For a brief moment during the opening sequence in the new Batman video game I felt genuine excitement for this, the third game in the "Arkham" series from Warner Bros. Interactive.
Watching a younger Bruce Wayne suit up as a fledgling Dark Knight and whoosh away in his sleek Batwing jet while a young Jim Gordon tells TV reporters there "is no Bat man" gave me chills much the same way Frank Miller's graphic novels from 1980s did.
And the good news is there is plenty of new bells and whistles in "Batman: Arkham Origins" -- out last week for Playstation 3, Xbox 360, Wii U and PC -- to keep those familiar with the series occupied for hours.
The game developers at Warner Bros. Games Montreal created a fluid, hauntingly-beautiful game and grim looking Gotham City that resembled the fictional big city as seen in Tim Burton's Batman movies. Origins maintains one of the best fighting systems, allowing gamers to cut through waves of street thugs with ease. This is more than satisfying after a hectic work day. They also added features that allow the World's Greatest Detective to reconstruct crime scenes and travel between boroughs by Batwing.
On the downside, Origins, a prequel to the previous two games, lacks the sincere dark tone of Miller's comic work or the shadowy feelings of the other games.
In my mind, however, the game's biggest failing may be the opportunity the game designers wasted chance at giving its characters added depth. Unfortunately, let's say that the recently-released Grand Theft Auto: V has lowered Arkham's stock in my eyes. Let's call it the GTA:V Effect.
GTA: V, released last month to loving reviews across the globe, raised the bar for all video games, putting its storytelling on par with well-made feature-length films and TV shows. It treats the story, it's characters and their dialogue seriously. In a world where games aspire to be "Man of Steel," "The Avengers" or "Gravity," GTA aspired to be "Breaking Bad" "Dexter," or even "Curb Your Enthusiasm."
Origins may score points for it's gorgeous gothic facade, but it fails to transcend the video game genre as GTA did. And folks, make no mistake, all video games in the future will be less mindless button mashers and more harrowing urban or fantasy tales that you control.
While the Arkham series has always had a cinematic flair -- and Origins is no different -- it doesn't make this world feel alive, as you glide from one meaningless brawl to the next.
Also, this Batman, voiced by series newcomer Roger Craig Smith, feels the same as earlier games -- the same hulking grizzled, unshaven wraith we've seen since Batman: Arkham Asylum.
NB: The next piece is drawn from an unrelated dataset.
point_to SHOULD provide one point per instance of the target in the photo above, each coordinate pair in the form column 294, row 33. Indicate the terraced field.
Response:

But isn't this the young, pre-Batmobile Caped Crusader? Where's the youthful angst and early insecurity? None of it is reflected in the writing or the voice acting. Even his first encounters with the Joker, the Penguin or even Bane feel bland and manufactured.
Origins is still massive in scope, but misses out on the complex, character-driven storytelling that is all the rage right now. Going forward, all games, from recycled 1980s favorites to grand action franchises, will have to up its cinematic storytelling, especially as we move on to a new generation of game consoles.Fans of the original will still love Origins and the new Batman costumes, and playable characters (Deathstroke is awesome) and the sprawling upgrade menu.